The Deconstructed Workshop

Hello everyone.  My name is Nicole Hubbell, and I’m writing from the University of Denver’s Office of International Education (OIE).  We’ve recently begun implementing digital storytelling for study abroad returnees.

First, a quick background:  I became interested in digital storytelling when I heard about it from a colleague who attended the 2010 Forum conference in NC.  Since then, I’ve taken a Standard Workshop from the Center for Digital Storytelling (CDS) as well as their Facilitator Intensive Training workshop.  I’ve held five workshops at DU modeled after CDS, though in a condensed format—Friday afternoon and all day Saturday rather than a full three days.  The workshops have been successful in that students have all finished stories and had positive feedback about the experience.  The most difficult part, though, has been getting students to attend.  As of now, it’s voluntary, and the day-and-a-half commitment scares them away.

For this reason, I’m trying a different approach to the digital storytelling workshop.  I managed to secure some space in our building that is designated as the Digital Storytelling Workspace, and also purchased some equipment (6 MacBooks, headphones, USB mic, etc.).  I’m offering segments of the workshop on a regular basis so that students can sign up for times that are convenient.  For example, they could come to the 7 Steps Lecture on a Friday from 1-2pm, stay for Story Circle from 2:00-3:30pm, and then come back the next week for open lab hours when they can work on their stories with support from me.  I’m also offering an optional iMovie tutorial for students who aren’t familiar with the software.

I still have the problem of incentive, though we will soon have a mandatory requirement for students to do something when they return, whether it’s write an essay, make a digital story, or some other type of multimedia piece.  My two main concerns in shifting to this new format are losing momentum (the tight deadline at the end of the day will be lost), and also losing that great community spirit that comes out of a workshop.  I’m curious to know what people’s thoughts are on the topic, and if anyone has tried something similar.

For a look at some current student stories, as well as more details on the Workspace, here’s a link to the website:

Thanks for your help!


3 thoughts on “The Deconstructed Workshop

  1. Nicole, welcome! 🙂 This sounds like it has some distinct advantages, especially in addressing the less-structured nature of your abroad program.

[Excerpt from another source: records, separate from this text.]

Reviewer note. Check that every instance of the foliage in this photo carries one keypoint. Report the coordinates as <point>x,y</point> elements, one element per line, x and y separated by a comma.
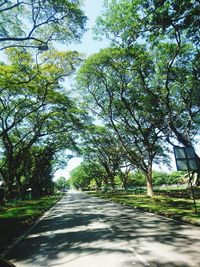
<point>79,178</point>
<point>37,117</point>
<point>36,23</point>
<point>61,183</point>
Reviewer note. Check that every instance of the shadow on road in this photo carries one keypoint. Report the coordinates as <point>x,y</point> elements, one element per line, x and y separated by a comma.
<point>81,226</point>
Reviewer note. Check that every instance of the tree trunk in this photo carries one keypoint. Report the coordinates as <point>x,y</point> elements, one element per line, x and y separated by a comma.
<point>148,175</point>
<point>150,192</point>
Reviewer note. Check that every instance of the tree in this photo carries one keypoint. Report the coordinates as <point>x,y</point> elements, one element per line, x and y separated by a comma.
<point>118,92</point>
<point>34,111</point>
<point>38,22</point>
<point>79,178</point>
<point>169,30</point>
<point>61,183</point>
<point>101,143</point>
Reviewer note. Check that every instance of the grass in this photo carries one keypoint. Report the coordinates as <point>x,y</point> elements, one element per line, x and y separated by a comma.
<point>176,208</point>
<point>16,217</point>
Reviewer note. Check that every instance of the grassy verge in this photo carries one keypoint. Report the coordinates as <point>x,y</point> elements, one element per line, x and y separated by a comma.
<point>15,218</point>
<point>176,208</point>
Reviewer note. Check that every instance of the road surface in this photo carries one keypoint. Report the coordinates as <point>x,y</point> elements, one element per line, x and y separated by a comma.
<point>82,231</point>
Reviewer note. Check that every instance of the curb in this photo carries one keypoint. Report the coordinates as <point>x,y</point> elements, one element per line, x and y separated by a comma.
<point>22,236</point>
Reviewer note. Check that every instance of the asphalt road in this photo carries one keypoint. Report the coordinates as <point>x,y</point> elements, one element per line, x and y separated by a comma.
<point>81,231</point>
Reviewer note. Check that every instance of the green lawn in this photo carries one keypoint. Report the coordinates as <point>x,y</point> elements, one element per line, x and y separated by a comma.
<point>177,208</point>
<point>16,217</point>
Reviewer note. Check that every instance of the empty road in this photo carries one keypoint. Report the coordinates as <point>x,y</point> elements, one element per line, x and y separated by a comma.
<point>82,231</point>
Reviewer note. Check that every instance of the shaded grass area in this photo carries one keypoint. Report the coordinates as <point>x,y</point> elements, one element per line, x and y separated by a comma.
<point>16,217</point>
<point>171,207</point>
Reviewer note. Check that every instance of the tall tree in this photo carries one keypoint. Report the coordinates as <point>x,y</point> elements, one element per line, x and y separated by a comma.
<point>36,23</point>
<point>33,110</point>
<point>117,91</point>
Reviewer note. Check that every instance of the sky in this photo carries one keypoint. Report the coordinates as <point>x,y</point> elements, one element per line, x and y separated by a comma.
<point>88,46</point>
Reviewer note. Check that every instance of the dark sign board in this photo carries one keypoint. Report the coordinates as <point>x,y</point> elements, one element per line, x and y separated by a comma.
<point>185,159</point>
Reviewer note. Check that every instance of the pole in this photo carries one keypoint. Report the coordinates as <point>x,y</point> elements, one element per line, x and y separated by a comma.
<point>195,206</point>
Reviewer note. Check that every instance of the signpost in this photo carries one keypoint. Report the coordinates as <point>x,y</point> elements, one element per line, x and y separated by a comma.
<point>186,161</point>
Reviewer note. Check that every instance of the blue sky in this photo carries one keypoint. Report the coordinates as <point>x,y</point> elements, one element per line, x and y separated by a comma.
<point>88,45</point>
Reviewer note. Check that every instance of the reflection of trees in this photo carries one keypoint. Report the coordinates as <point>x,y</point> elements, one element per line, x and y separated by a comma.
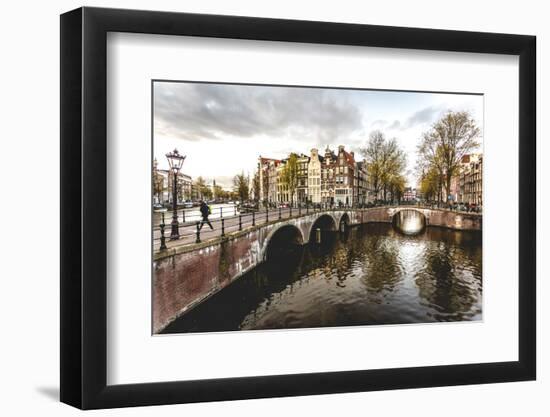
<point>381,270</point>
<point>450,279</point>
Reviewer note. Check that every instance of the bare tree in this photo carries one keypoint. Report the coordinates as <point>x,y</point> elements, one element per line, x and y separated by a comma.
<point>290,175</point>
<point>443,147</point>
<point>373,154</point>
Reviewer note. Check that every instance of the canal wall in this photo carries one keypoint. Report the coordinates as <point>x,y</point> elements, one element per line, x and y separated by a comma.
<point>185,276</point>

So far, how is it helping with participation?

  2. Thanks, Brett! Glad to be part of the club. 🙂 Too early yet to say on whether this new format will increase participation. I have a schedule up with times available beginning Saturday the 29th. Trying now to get the word out and get a few students to sign up, but nothing yet. I’ll keep you posted – also to let you know how the format works in comparison to the “normal” workshop.

  3. Nicole,
    What a great post, thanks so much for joining us! I’m very intrigued how your experiment turns out. We have a small grant program where students are awarded $500 to do a special project while abroad, and they are required to similarly “do something” when they return. I sort of wish we could make this project mandatory for all our students going abroad, trim the program budgets enough to allow everyone to get the $500…it helps to have it as a three-term process with the pre-departure work going towards project design. Anyway I’m eager to see how what you are proposing turns out!